4. I am grateful to Ken Binmore for pointing this out to me.

5. Kreps (1988) has provided an excellent summary of Savage's theory, although Savage's (1954) own account is brief and lucid.

6. To a psychologist, revealed preference theory explains too little, because there are other sources of information about preferences apart from choices, and too much, because there are other factors apart from preferences that determine choices – see the devastating “rational fools” article by Sen (1978).

7. The possibility of systematic irrationality, or of demonstrating it empirically, has been questioned, notably by Broome (1991), Cohen (1981), and Stein (1996).

8. See, for example, Bicchieri (1993, Chs. 2, 3); Colman (1997; 1998); Cubitt and Sugden (1994; 1995); Hollis and Sugden (1993); McClennen (1992); Sugden (1991b; 1992).
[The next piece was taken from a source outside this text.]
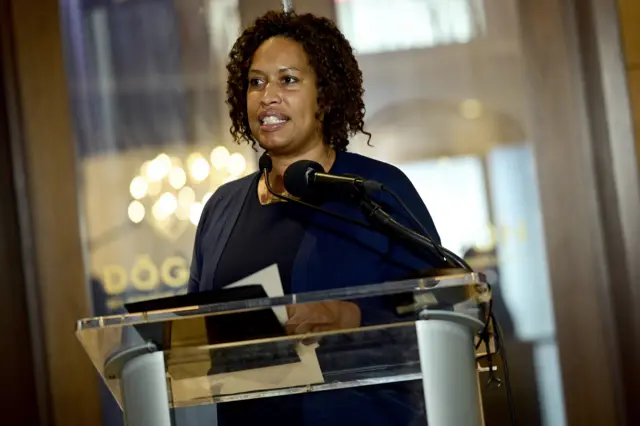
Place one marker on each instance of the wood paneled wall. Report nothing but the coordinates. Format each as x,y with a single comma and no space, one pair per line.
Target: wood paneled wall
47,150
629,19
The common knowledge assumptions are sometimes relaxed in recent research (e.g., Aumann & Brandenburger 1995).

9. In other circumstances, experimental evidence suggests that human reasoners do not even come close to full common knowledge (Stahl & Wilson 1995).
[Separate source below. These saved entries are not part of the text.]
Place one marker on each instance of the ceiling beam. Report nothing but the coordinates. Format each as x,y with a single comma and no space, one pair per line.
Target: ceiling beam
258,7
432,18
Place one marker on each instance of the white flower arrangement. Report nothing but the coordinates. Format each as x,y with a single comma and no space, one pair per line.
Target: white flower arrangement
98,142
10. The theory is determinate for every strictly competitive (finite, two-person, zero-sum) game, because if such a game has multiple equilibria, then they are necessarily equivalent and interchangeable, but this does not hold for other games.

11. See Colman (1995a, pp. 169–75) for a simple example of an empty core in Harold Pinter's play, The Caretaker.
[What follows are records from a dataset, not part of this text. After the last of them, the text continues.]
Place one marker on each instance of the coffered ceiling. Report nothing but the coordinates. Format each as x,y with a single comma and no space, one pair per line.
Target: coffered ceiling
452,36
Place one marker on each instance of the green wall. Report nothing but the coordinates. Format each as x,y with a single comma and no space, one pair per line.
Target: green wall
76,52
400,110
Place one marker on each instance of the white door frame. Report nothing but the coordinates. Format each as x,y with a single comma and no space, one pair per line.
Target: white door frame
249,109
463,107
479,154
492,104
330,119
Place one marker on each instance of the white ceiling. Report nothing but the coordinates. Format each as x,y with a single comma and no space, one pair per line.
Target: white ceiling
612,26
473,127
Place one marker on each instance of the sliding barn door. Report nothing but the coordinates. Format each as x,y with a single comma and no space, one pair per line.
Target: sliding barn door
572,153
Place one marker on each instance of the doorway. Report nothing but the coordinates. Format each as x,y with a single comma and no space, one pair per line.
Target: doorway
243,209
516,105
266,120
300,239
12. Even Hume nods. Port comes from Portugal, of course.

13. Janssen's (2001b) principle of individual team member rationality is slightly weaker (it does not require equilibrium): “If there is a unique strategy combination that is Pareto-optimal, then individual players should do their part of the strategy combination” (p. 120). Gauthier's (1975) principle of coordination is slightly stronger (it requires both equilibrium and optimality): “In a situation with one and only one outcome which is both optimal and a best equilibrium … it is rational for each person to perform that action which has the best equilibrium as one of its possible outcomes” (p. 201).

14. If e and f are any two equilibrium points in a game, then e risk-dominates f if and only if the minimum possible payoff resulting from the choice of the strategy corresponding to e is strictly greater for every player than the minimum possible payoff resulting from the choice of the strategy corresponding to f. According to Harsanyi and Selten's (1988) risk-dominance principle, if one equilibrium point risk-dominates all others, then players should choose its component strategies. It is used when subgame perfection and payoff dominance fail to yield a determinate solution.

15. According to the sure-thing principle, if an alternative ai is judged to be as good as another aj in all possible contingencies that might arise, and better than aj in at least one, then a rational decision maker will prefer ai to aj. Savage's (1954) illustration refers to a person deciding whether or not to buy a certain property shortly before a presidential election, the outcome of which could radically affect the property market. “Seeing that he would buy in either event, he decides that he should buy, even though he does not know which event will obtain” (p. 21).

16. I am grateful to Werner Güth for this insight.